Le gouvernement italien anticipe désormais pour 2014 une contraction de 0,3% du produit intérieur brut (PIB), alors qu’il s’attendait en avril dernier à une hausse de 0,8%. La reprise attendue l’an prochain resterait poussive avec une hausse limitée à 0,6%, contre une croissance de 1,3% initialement prévue.
L’institut national de la statistique du pays (Istat) avait indiqué peu auparavant qu’au vu des dernières enquêtes sur les perspectives d’activité des entreprises, il tablait sur «une nouvelle contraction du PIB au troisième trimestre». L’absence de croissance fera ressortir cette année un déficit budgétaire de 3% du PIB, qui correspond à la limite fixée par l’Union européenne, et de 2,9% l’an prochain. Il tablait auparavant sur un déficit de 2,2% à l’horizon 2015. Il dégagera de cette manière 10 milliards d’euros supplémentaires qui seront utilisés pour réduire des taxes salariales et financer certaines dépenses militaires à l’étranger.

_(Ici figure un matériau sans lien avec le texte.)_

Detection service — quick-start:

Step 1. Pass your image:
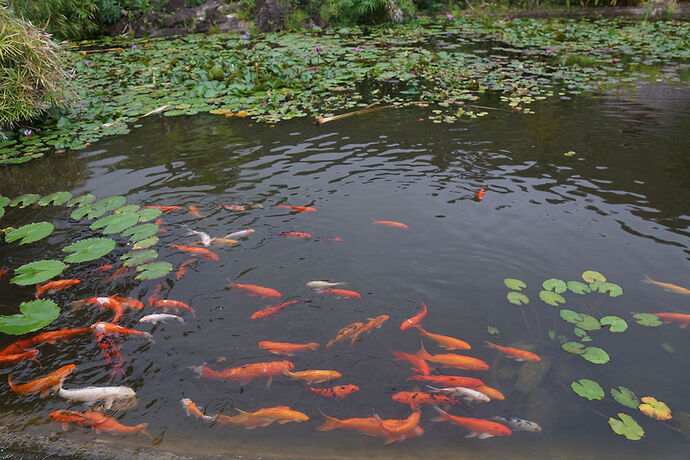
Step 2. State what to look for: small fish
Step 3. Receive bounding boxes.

[304,385,359,401]
[36,280,81,299]
[326,323,364,348]
[228,279,282,299]
[259,341,319,356]
[7,364,77,398]
[486,342,541,361]
[400,302,426,331]
[372,219,407,228]
[489,416,541,433]
[139,313,184,324]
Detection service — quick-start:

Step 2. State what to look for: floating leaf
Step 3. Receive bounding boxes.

[570,379,604,401]
[611,386,640,409]
[609,412,644,441]
[506,291,529,305]
[539,291,565,307]
[580,347,611,364]
[5,222,55,244]
[541,278,568,294]
[0,299,60,335]
[62,238,115,263]
[10,260,67,286]
[567,281,592,295]
[633,313,664,327]
[599,316,628,332]
[136,262,172,280]
[503,278,527,291]
[38,192,72,206]
[639,396,673,420]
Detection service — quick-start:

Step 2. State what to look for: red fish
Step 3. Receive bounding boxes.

[400,302,426,331]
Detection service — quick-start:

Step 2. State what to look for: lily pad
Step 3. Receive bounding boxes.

[0,299,60,335]
[506,291,529,305]
[599,316,628,332]
[609,412,644,441]
[503,278,527,291]
[10,260,67,286]
[136,262,173,280]
[541,278,568,294]
[5,222,55,244]
[62,238,115,263]
[611,386,640,409]
[570,379,604,401]
[539,291,565,307]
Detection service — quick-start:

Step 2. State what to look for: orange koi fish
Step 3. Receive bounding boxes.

[170,244,220,261]
[283,370,342,385]
[251,299,311,319]
[432,406,513,439]
[350,315,390,346]
[326,323,364,348]
[400,302,426,331]
[7,364,77,398]
[153,299,196,316]
[416,326,472,350]
[418,344,489,371]
[276,204,316,212]
[304,385,359,401]
[373,219,407,228]
[259,341,319,356]
[391,351,430,375]
[228,279,282,299]
[485,344,536,361]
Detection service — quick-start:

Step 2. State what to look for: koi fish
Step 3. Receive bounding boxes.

[326,323,364,348]
[642,275,690,295]
[418,344,489,371]
[372,219,407,228]
[228,279,282,299]
[170,244,220,261]
[283,370,342,385]
[259,341,319,356]
[251,299,311,319]
[58,386,136,410]
[350,315,390,346]
[391,351,430,375]
[431,406,513,439]
[400,302,426,331]
[193,361,295,387]
[415,326,472,350]
[304,385,359,401]
[7,364,77,398]
[36,280,81,299]
[276,204,316,212]
[139,313,184,324]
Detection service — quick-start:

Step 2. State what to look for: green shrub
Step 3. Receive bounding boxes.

[0,7,67,129]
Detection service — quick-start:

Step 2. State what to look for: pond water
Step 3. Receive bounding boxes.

[0,77,690,459]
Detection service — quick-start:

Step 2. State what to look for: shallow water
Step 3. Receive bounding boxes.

[0,83,690,458]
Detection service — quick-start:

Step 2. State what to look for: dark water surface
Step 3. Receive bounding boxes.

[0,84,690,459]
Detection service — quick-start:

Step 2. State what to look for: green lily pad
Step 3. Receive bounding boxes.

[5,222,55,244]
[0,299,60,335]
[599,316,628,332]
[506,291,529,305]
[541,278,568,294]
[136,262,173,280]
[539,291,565,307]
[62,238,115,263]
[611,386,640,409]
[38,192,72,206]
[503,278,527,291]
[10,260,67,286]
[580,347,611,364]
[570,379,604,401]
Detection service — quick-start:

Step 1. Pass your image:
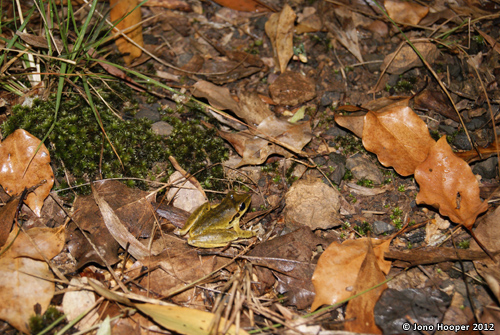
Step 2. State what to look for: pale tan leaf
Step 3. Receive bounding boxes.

[92,185,154,259]
[0,228,64,333]
[265,5,296,73]
[0,129,54,216]
[109,0,144,64]
[384,0,429,25]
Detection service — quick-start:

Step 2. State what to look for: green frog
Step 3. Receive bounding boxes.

[179,191,255,248]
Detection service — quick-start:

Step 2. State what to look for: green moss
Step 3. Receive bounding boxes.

[2,91,166,192]
[335,134,367,155]
[163,116,229,194]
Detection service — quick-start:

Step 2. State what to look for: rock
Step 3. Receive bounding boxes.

[346,154,384,184]
[269,71,316,106]
[285,178,342,230]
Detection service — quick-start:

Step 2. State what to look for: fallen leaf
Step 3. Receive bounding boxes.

[0,195,21,248]
[248,227,328,309]
[311,238,391,311]
[62,277,99,329]
[0,129,54,216]
[380,42,439,74]
[265,4,297,73]
[109,0,144,64]
[285,178,342,230]
[214,0,271,12]
[363,106,435,176]
[218,115,312,167]
[335,112,366,138]
[91,185,155,259]
[90,281,248,335]
[384,0,429,25]
[344,240,387,334]
[0,228,64,333]
[67,180,155,269]
[455,142,499,163]
[415,136,488,229]
[413,90,460,122]
[323,6,364,63]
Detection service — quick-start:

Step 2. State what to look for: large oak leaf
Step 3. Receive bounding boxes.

[363,106,435,176]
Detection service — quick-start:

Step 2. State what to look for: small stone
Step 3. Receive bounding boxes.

[373,221,395,235]
[472,157,498,179]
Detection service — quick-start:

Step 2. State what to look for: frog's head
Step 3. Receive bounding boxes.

[227,191,252,216]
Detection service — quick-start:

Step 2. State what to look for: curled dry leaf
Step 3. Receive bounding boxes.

[363,106,435,176]
[266,5,297,73]
[345,241,387,334]
[0,129,54,216]
[109,0,144,64]
[0,228,64,333]
[311,238,391,311]
[384,0,429,24]
[415,136,488,229]
[380,42,439,74]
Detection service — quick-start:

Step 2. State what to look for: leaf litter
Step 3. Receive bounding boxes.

[0,1,500,334]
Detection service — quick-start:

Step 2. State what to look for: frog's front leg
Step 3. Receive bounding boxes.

[188,229,239,248]
[232,217,255,238]
[177,202,210,236]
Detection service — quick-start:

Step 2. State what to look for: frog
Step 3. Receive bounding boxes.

[178,191,255,248]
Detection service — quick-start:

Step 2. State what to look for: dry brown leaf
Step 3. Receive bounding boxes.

[0,129,54,216]
[363,106,435,176]
[311,238,391,311]
[214,0,271,12]
[219,115,312,167]
[344,240,387,334]
[248,227,328,309]
[384,0,429,25]
[269,71,316,106]
[285,177,342,230]
[91,185,155,259]
[380,42,439,74]
[193,80,238,113]
[109,0,144,64]
[265,5,297,73]
[415,136,488,229]
[323,6,364,63]
[0,228,64,333]
[335,112,366,138]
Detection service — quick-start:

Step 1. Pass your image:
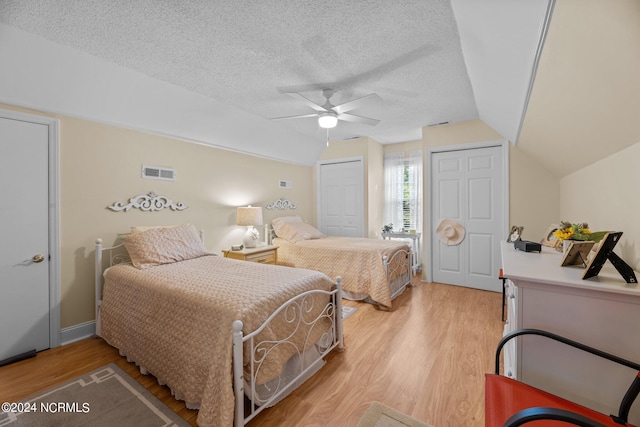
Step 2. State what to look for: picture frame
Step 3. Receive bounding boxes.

[540,224,562,249]
[560,240,596,267]
[582,231,638,285]
[507,225,524,243]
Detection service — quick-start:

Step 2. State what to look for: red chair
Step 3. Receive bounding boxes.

[485,329,640,427]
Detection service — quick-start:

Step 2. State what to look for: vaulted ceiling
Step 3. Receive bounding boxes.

[0,0,640,173]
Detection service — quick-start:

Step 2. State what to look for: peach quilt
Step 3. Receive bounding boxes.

[273,236,409,308]
[101,255,335,426]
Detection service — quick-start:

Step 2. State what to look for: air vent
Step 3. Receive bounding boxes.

[142,165,176,181]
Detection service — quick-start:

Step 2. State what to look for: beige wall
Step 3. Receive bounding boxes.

[0,105,315,328]
[560,141,640,270]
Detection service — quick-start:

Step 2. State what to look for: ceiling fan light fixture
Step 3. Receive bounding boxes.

[318,113,338,129]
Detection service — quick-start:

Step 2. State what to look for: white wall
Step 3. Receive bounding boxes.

[560,142,640,270]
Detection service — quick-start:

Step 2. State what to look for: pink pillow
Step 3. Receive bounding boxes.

Compte tenu de ces circonstances exceptionnelles, Pier Carlo Padoan a précisé qu’il était «légitime de planifier une trajectoire moins rapide vers l’équilibre budgétaire structurel», en repoussant celui-ci d’un an à 2017. Il a ajouté qu’il attendait «un dialogue normal» à ce sujet avec la Commission européenne. Si les recettes de privatisation, qui contribueront à diminuer la dette publique, se révèleront cette année légèrement inférieure à l’objectif initial de 0,7% du PIB, cet écart devrait être comblé sur les deux années suivantes. Le ratio de dette publique sur PIB, le deuxième plus important de la zone euro, devrait continuer d’augmenter pour atteindre 131,7% cette année puis 133,4% en 2015.
Le premier ministre Matteo Renzi, qui vient d’obtenir le soutien de son parti de centre-gauche (parti démocrate) sur la délicate réforme du marché du travail, fait face à la difficulté de maintenir une discipline budgétaire alors que l’activité du pays s’est contractée à chaque trimestre depuis début 2012, à l’exception du dernier trimestre 2013 où elle a affiché une progression symbolique de 0,1%.